L’ultimo dei teatri di guerra – ormai oltre dieci anni fa – è stato l’Afghanistan, dove (nella collaborazione fra la Direzione Generale della Rai e il Governo italiano) andai come advisor ISAF in diverse missioni, alcune delle quali meritarono persino – lasciandoci letteralmente stupefatti – formali apprezzamenti da parte di americani e inglesi, non esattamente generosi quando si tratta di queste cose. Tutti i luoghi del genere dove ti è capitato di capitare, ti restano inchiodati nel cuore e nella memoria. Facce, storie, immagini che gli occhi fotografano e la mente archivia.
Odori. Impossibile dire quanto siano importanti quegli odori che nessuna telecamera, nessuna macchina fotografica può raccogliere. Odori di gomma bruciata, di benzina, di esplosivi, di decomposizione che prende alla gola, quell’odore che avverti fortissimo nei campi o nelle kebaa africane mentre giri fra una baracca e l’altra. Le mosche e il caldo africani, i mezzi guanti di lana degli snipers nella neve di un capodanno sul fronte serbo – croato, i colpi di kalashnikov o quelli di pistola che segnano il territorio nella notte libanese.
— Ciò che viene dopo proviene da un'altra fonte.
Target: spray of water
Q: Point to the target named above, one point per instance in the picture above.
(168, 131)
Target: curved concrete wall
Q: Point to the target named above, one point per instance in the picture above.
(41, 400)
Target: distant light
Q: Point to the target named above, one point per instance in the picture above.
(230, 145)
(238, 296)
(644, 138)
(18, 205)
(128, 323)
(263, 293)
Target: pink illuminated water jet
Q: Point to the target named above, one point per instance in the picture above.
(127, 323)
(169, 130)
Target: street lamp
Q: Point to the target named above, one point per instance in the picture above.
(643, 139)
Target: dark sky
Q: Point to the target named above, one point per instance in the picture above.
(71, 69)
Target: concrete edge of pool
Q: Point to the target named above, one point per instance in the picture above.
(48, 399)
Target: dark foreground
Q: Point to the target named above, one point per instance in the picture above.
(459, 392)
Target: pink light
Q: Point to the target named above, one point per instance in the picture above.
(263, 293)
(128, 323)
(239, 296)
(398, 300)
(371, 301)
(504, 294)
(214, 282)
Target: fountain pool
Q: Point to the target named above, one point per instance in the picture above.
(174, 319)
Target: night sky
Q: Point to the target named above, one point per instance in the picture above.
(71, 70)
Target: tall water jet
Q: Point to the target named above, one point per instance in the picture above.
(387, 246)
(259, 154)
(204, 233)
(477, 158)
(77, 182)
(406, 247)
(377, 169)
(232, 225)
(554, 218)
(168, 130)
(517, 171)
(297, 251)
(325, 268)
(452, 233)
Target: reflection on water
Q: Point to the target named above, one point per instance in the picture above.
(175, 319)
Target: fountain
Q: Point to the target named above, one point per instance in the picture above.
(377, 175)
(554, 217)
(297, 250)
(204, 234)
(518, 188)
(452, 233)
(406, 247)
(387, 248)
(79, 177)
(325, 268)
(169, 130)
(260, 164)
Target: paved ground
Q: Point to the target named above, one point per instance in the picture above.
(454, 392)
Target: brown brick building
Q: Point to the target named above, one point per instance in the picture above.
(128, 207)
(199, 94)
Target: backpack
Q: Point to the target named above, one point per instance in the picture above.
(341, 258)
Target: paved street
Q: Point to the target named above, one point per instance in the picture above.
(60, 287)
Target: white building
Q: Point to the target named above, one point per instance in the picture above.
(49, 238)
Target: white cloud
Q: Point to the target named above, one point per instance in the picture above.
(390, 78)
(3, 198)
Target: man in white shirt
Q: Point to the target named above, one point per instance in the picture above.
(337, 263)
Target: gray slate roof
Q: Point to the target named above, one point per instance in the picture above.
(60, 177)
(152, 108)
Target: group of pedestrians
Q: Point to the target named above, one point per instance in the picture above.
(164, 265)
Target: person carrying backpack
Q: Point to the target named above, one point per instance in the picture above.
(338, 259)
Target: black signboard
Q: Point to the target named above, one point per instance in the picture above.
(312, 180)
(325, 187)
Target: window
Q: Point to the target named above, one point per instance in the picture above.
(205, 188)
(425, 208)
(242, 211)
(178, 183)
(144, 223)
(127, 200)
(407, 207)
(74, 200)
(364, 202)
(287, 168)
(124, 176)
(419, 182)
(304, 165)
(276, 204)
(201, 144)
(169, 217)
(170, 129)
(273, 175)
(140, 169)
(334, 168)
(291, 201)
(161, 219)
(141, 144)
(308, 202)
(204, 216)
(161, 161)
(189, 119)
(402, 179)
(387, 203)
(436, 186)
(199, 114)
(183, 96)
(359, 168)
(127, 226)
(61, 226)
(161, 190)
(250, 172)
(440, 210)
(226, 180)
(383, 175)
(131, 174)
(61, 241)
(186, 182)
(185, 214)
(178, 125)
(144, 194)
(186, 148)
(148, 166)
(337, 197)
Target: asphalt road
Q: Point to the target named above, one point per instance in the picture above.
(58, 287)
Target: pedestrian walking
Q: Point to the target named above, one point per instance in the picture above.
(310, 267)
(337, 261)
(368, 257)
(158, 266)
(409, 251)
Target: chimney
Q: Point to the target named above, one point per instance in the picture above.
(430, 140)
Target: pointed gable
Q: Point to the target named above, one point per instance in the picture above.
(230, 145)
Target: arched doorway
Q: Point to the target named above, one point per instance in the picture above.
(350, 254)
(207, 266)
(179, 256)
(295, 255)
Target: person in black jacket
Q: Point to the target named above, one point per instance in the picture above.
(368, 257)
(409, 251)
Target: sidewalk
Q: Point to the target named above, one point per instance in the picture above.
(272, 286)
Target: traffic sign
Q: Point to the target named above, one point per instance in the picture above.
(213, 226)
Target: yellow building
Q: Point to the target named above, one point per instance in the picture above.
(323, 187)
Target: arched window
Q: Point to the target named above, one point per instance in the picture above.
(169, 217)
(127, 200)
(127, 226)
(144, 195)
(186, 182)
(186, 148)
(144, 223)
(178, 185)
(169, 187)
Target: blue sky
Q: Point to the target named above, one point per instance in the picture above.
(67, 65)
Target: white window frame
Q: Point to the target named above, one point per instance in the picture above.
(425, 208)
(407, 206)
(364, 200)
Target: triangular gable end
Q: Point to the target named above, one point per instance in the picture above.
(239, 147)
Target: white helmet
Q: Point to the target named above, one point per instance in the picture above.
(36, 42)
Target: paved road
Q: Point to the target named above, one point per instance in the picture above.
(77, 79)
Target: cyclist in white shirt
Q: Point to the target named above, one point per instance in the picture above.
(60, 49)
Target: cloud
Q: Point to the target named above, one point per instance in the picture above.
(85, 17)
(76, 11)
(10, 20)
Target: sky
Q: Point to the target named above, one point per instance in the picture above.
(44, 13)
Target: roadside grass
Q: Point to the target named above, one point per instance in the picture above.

E poi gli uomini e le donne con le mimetiche con cui ti abitui a vivere fino a diventare in parte, in piccolissima parte, parte di loro. Aiuta certo in questo contesto il non dover fare il giornalista perchè l’advisor è una risorsa interna – come le Riserve Selezionate della Legge Marconi – e quindi la diffidenza dei professionisti può a volte scemare rapidamente. Se poi si scopre che non sei né un turista di guerra (conclamati imbecilli, internazionali notoriamente pericolosi a sè e agli altri) né che è la prima volta che ti capita roba del genere, i rapporti si accelerano rapidamente e aiuta anche se in tenda sei fra quelli che russano di più. A Farah un’intera guardia smontante protestò con tre alpini e il sottoscritto perchè effettivamente stavamo un po’ eccedendo nel sonoro. All’inizio ci sono sempre quei momenti di rigoroso esame reciproco che si concludono non raramente con una amicizia forte anche se temporanea. Se poi si scopre in altri tempi di avere frequentato gli stessi luoghi – PX, rifugi e mense compresi – tutto diventa ancora più facile.
I volti con il tempo tendono a sfocarsi nella memoria e le uniformi non aiutano certo a riconoscere quello sguardo che incontri in borghese mentre da Santa Susanna scendi a piedi verso Via Quattro Fontane, dove il mondo militare a Roma è di casa. Uno sguardo perplesso poi incuriosito e alla fine una risata e un abbraccio che raccontano tante cose, normalmente difficili da comprendere.